Ahglock said:
Can you elaborate, what do you find disappointing?
I'm genuinely curious since you've seemed to be agreeing with most of the design decisions up to now. Where did this design decision go different than what you expected?
I'm simply underwhelmed.
Honestly, I anticipated something like the Weapons of Legacy. As I said earlier, I'd be much happier with say, a magical sword (or other item) that gives
no plusses, but offers a sundry ability. Possibly an ability that cannot be mimiced via a spell or class ability (similar to how monsters are given unique abilities made just for that critter rather than just slapping 'Spell-like: See Spell X in PHB').
Less +2 Flaming sword and more Cloak of the Bat. When a villain whips out his magical item, the PCs should crowd around the table and wait anxiously to see what it's going to
do. Instead we get "Hey, he's got a flail. Anyone here need a flail? No? Then we'll just toss that into the sell pile."
Granted, I'm not a huge low magic fan; I like my high fantasy, yet I think the fewer magical weapons/items PCs get, the better. PCs only having 2-3 magical items that have several abilities is much better than the tacklebox. Maybe PCs getting only 3 magic swords in their entire career would be cool (One for Heroic, one for Paragon, and one for Epic).

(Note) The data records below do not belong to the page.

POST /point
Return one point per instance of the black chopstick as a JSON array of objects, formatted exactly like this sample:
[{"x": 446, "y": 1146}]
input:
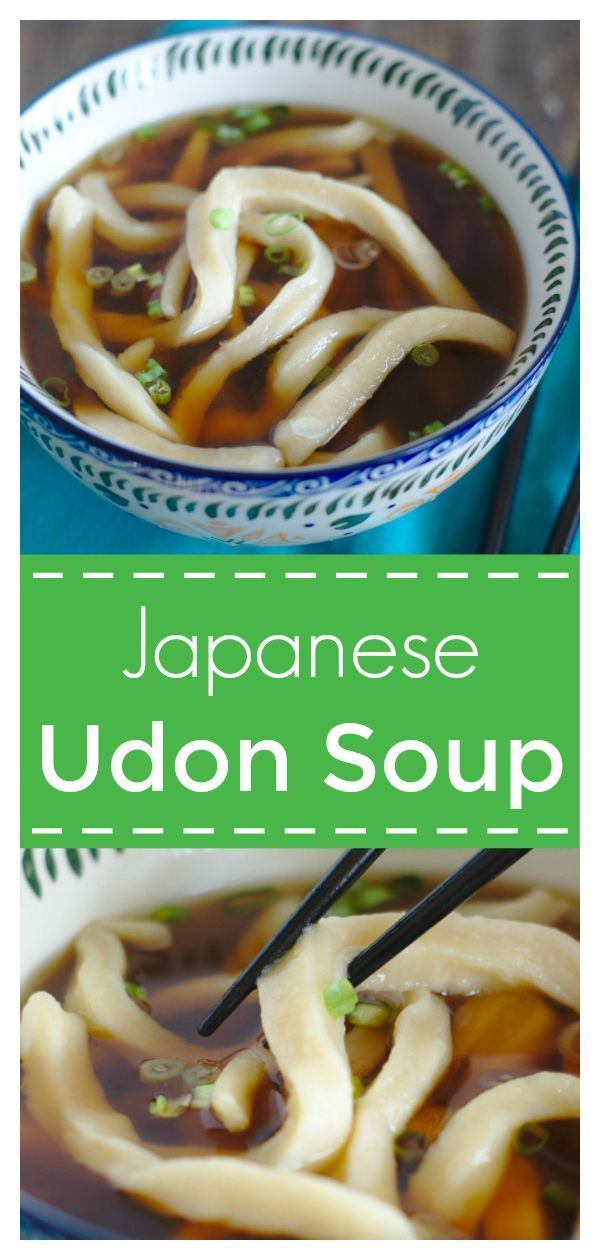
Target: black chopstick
[
  {"x": 436, "y": 905},
  {"x": 344, "y": 872},
  {"x": 506, "y": 485},
  {"x": 566, "y": 522}
]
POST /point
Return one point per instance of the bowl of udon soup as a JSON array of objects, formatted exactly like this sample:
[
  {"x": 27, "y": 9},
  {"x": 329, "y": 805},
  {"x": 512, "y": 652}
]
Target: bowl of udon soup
[
  {"x": 440, "y": 1100},
  {"x": 282, "y": 285}
]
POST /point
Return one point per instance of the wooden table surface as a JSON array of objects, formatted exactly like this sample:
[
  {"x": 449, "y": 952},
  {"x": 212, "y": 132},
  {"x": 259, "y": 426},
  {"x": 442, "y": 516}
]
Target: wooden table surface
[{"x": 531, "y": 66}]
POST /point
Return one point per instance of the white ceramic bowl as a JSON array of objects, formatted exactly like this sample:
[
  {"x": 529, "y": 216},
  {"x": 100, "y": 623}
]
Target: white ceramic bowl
[
  {"x": 72, "y": 887},
  {"x": 206, "y": 71}
]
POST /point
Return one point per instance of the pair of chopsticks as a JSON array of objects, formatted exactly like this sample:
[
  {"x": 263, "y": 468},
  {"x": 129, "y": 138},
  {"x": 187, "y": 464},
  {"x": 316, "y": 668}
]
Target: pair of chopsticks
[{"x": 468, "y": 880}]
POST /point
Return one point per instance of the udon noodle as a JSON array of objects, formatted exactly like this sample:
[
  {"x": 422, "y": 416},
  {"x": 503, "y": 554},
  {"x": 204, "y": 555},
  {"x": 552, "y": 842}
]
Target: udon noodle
[
  {"x": 266, "y": 258},
  {"x": 373, "y": 1139}
]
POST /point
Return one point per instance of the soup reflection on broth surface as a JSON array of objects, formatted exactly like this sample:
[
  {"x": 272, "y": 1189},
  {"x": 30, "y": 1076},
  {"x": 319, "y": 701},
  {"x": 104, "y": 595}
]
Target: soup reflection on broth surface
[
  {"x": 269, "y": 287},
  {"x": 441, "y": 1100}
]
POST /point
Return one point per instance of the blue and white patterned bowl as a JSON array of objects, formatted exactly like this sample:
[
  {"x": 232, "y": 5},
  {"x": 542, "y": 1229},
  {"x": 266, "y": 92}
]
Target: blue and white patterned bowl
[{"x": 203, "y": 71}]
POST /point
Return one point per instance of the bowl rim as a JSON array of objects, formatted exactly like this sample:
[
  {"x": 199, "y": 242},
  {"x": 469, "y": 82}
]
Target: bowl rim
[{"x": 335, "y": 471}]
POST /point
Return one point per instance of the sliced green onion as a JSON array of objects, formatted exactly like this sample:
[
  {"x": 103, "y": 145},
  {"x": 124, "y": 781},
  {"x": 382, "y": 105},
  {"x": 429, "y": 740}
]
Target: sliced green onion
[
  {"x": 202, "y": 1095},
  {"x": 57, "y": 389},
  {"x": 372, "y": 1012},
  {"x": 98, "y": 276},
  {"x": 410, "y": 1147},
  {"x": 135, "y": 990},
  {"x": 242, "y": 111},
  {"x": 560, "y": 1196},
  {"x": 339, "y": 998},
  {"x": 456, "y": 174},
  {"x": 124, "y": 281},
  {"x": 111, "y": 154},
  {"x": 172, "y": 914},
  {"x": 148, "y": 132},
  {"x": 151, "y": 372},
  {"x": 156, "y": 1071},
  {"x": 28, "y": 272},
  {"x": 282, "y": 222},
  {"x": 425, "y": 355},
  {"x": 221, "y": 218},
  {"x": 276, "y": 255},
  {"x": 206, "y": 122},
  {"x": 257, "y": 121},
  {"x": 160, "y": 393},
  {"x": 434, "y": 427},
  {"x": 227, "y": 135},
  {"x": 203, "y": 1072},
  {"x": 168, "y": 1109},
  {"x": 530, "y": 1139}
]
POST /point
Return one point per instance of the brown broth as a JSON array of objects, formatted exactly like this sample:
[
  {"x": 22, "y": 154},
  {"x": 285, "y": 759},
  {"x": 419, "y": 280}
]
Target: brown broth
[
  {"x": 473, "y": 237},
  {"x": 208, "y": 943}
]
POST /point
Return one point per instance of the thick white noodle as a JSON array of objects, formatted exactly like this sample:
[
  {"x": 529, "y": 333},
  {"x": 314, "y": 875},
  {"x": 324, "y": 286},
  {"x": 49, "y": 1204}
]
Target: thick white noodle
[
  {"x": 461, "y": 1169},
  {"x": 71, "y": 224},
  {"x": 97, "y": 989},
  {"x": 237, "y": 1085},
  {"x": 67, "y": 1100},
  {"x": 468, "y": 954},
  {"x": 327, "y": 408},
  {"x": 212, "y": 250},
  {"x": 375, "y": 441},
  {"x": 173, "y": 289},
  {"x": 114, "y": 224},
  {"x": 314, "y": 347},
  {"x": 344, "y": 137},
  {"x": 309, "y": 1048},
  {"x": 422, "y": 1048},
  {"x": 259, "y": 459},
  {"x": 537, "y": 906},
  {"x": 294, "y": 305}
]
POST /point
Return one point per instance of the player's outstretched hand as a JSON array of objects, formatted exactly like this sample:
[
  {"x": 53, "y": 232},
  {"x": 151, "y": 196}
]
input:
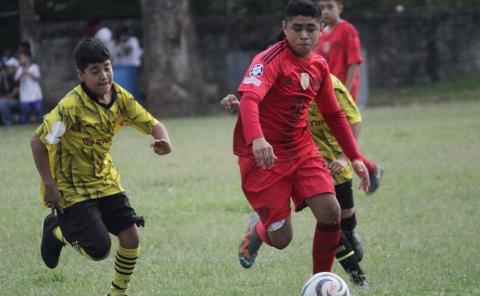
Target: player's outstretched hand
[
  {"x": 362, "y": 172},
  {"x": 161, "y": 146},
  {"x": 51, "y": 197},
  {"x": 338, "y": 166},
  {"x": 230, "y": 103},
  {"x": 263, "y": 152}
]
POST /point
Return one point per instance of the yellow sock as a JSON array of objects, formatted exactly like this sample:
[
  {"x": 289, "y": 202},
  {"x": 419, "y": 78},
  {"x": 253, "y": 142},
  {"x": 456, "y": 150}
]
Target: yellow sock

But I also suck at deciding on loot; I'm a terrible bookkeeper and deciding what my PCs need, and what I should give them. This system (level based GP value, level based items) make it much simpler than trying to fidget with the wealth by level and figuring 'I need to give them ten pouches of 200 gold or three items of at least 600gp'.
And the MageMart notion just sort've drags at my sense of immersion. I have a running joke with another gamer that shopkeepers are regularly going on dungeoncrawls so they can have the XP to burn on making magical items.